"Ruidos en la noche" de Juan Pablo Goñi Capurro

08.11.2020

Recuerdo lo primero que pensé, cuando me puse el abrigo largo y encaré hacia la puerta del fondo: «esto me pasa por estar casada con un imbécil». Él también oyó el ruido, estoy segura. Lo negó y se dio vuelta. Supe que me quedaría sin dormir el resto de la noche si no averiguaba la fuente de ese crujido. Cuando abrí la puerta, me surgió el segundo pensamiento de esa noche: «las garras se me van a arruinar con el pasto mojado»; las garras, claro, eran las pantuflas infantiles que me envolvían hasta los tobillos. La pereza me hizo salir como estaba, después de iluminar el patio.

Ver, no vi nada, pero escuché más ruidos. Apagados, como ahogados o contenidos. Dudé.
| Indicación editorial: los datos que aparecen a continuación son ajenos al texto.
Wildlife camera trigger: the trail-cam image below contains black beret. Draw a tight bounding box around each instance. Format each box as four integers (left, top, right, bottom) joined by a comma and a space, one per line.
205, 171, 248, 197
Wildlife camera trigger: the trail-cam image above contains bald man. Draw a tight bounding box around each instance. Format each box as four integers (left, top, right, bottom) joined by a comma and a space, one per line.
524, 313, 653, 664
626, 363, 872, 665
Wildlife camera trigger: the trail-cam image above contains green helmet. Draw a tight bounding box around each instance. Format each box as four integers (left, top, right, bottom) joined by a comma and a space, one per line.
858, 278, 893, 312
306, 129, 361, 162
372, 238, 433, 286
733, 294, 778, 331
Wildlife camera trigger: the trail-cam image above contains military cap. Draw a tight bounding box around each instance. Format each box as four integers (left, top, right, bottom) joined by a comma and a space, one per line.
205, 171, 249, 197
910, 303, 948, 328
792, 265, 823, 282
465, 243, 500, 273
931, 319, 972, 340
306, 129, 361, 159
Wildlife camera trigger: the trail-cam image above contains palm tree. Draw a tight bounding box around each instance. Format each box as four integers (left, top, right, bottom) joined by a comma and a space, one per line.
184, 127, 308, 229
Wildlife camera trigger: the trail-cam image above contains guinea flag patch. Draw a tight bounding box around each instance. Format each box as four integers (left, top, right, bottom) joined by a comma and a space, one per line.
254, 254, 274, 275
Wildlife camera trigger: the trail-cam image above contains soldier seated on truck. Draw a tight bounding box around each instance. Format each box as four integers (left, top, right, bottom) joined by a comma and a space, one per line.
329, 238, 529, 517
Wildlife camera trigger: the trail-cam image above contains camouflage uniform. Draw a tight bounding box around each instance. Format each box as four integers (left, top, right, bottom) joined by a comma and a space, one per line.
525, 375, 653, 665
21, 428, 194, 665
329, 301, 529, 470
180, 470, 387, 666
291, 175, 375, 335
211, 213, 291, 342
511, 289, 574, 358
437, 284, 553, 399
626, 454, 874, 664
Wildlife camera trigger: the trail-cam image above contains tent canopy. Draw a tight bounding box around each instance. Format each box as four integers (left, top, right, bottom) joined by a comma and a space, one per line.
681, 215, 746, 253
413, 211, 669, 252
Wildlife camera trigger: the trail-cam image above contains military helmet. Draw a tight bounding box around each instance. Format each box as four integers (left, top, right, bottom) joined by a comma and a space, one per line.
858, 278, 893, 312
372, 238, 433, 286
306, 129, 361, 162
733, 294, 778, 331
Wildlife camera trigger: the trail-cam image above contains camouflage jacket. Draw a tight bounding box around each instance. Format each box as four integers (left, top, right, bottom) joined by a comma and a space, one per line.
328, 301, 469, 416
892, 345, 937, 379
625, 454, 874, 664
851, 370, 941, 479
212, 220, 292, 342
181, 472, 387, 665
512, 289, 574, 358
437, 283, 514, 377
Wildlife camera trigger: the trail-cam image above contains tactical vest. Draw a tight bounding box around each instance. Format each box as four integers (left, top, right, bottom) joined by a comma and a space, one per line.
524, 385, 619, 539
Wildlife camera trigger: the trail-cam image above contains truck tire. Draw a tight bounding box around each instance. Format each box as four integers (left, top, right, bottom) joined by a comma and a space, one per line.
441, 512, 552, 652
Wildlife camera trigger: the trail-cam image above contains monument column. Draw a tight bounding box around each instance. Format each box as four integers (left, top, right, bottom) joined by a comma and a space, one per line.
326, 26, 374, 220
Identifiqué que provenían del fondo. Detrás de los ligustros que cerraban nuestro patio, había una plazoleta poco utilizada, muy oscura; los únicos tres árboles que poseía, crecían casi contra el cerco. Consideré la idea de llamar a mi esposo; lo descarté, sería un gasto innecesario de energías. Caminé con menos decisión que antes, hasta llegar al final del patio. Escuché mejor.

El ruido era más bien un roce, o un conjunto de roces. Esforzándome, distinguí lo que parecían quejidos. Se me ocurrió que podía haber alguien herido. Fui hasta el toldo próximo a la piscina por una reposera. Con cuidado de no hacerme escuchar, cargué con ella, la coloqué junto a los ligustros y me paré encima.

Agaché la cabeza de inmediato; apenas asomada, vi las siluetas de un hombre y una mujer en la penumbra; él le abrochaba el sujetador. Apreté con fuerza sobre el pecho la campera que me daba a las rodillas. Permanecí en esa pose extraña hasta que sentí pasos que se alejaban, medio arrastrándose. La curiosidad me ganó. Volví a espiar. Las figuras abandonaban la plazoleta.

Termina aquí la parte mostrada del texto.